The estimates ${\hat{π}}_{0}$ were listed in Table 3. All ${\hat{π}}_{0}$ estimates in the subsets were larger than the ones in the whole data set. This is expected because genes with small expressional differences are more likely to be classified as null genes in a small sample. From the π₀ estimates from the whole data set, we may say the LSL gave a large π₀ value, PRE gave a small value and all the others gave similar estimates. We used LSL, PRE and Global-p to draw the p-value density histogram using the whole data set in Figure 4. The upper panel is the overall view and the lower panel is the closer view. The green dash-dot line is the height using LSL estimate; the red dash line PRE estimate; the blue dot line global-p estimate. The LSL method, which is also shown in Broberg's study, is too conservative producing the largest value.

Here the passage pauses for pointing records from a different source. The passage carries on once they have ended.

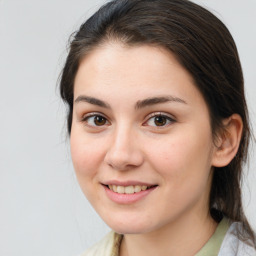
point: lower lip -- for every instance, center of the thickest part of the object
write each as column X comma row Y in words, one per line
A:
column 127, row 198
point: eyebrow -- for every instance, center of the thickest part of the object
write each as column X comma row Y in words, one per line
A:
column 158, row 100
column 92, row 100
column 140, row 104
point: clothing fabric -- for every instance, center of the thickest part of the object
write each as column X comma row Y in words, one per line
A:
column 224, row 242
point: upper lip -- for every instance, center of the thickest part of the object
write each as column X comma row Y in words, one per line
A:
column 128, row 183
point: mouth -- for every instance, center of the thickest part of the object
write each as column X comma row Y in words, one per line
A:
column 129, row 189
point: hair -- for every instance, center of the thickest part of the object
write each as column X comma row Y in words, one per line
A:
column 204, row 47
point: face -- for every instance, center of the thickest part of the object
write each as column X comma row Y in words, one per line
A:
column 141, row 140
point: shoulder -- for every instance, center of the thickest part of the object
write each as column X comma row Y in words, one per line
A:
column 108, row 246
column 233, row 246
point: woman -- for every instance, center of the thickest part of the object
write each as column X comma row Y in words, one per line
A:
column 158, row 129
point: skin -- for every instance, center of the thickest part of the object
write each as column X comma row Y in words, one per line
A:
column 177, row 156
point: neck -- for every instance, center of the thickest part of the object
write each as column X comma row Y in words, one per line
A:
column 184, row 237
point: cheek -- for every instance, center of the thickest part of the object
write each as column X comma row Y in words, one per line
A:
column 86, row 155
column 183, row 157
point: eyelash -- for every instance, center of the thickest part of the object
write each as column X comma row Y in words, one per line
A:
column 166, row 118
column 94, row 115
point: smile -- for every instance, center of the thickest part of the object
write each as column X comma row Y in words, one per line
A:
column 128, row 193
column 128, row 189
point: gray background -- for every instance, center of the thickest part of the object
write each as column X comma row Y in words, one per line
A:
column 42, row 210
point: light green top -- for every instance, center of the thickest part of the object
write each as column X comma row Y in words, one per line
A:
column 110, row 245
column 212, row 247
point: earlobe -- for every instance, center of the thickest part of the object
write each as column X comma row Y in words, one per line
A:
column 228, row 141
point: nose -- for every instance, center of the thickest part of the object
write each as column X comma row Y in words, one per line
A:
column 124, row 151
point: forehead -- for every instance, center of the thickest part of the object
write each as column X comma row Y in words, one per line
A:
column 138, row 70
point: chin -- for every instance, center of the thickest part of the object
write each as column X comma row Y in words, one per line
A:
column 129, row 226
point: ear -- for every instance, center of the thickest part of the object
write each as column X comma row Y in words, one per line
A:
column 228, row 141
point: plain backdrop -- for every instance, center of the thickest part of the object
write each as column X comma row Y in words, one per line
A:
column 42, row 210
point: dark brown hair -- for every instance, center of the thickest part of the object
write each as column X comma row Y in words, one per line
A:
column 203, row 45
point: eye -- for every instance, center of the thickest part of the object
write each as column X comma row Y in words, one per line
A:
column 159, row 120
column 95, row 120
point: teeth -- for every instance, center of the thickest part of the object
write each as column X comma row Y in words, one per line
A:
column 127, row 189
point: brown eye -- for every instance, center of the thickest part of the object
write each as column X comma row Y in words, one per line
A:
column 160, row 120
column 99, row 120
column 95, row 120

The PRE method underestimated π₀. If we used ${\hat{π}}_{0}$ by PRE method to improve FDR procedure, it is likely to have a higher FDR than the nominal level. We think our π₀ estimate is reliable because it is close but higher than the height of observed p-values in the region of (0.6, 1) if we assume genes with expressional differences have rare chance to have large observed p-values.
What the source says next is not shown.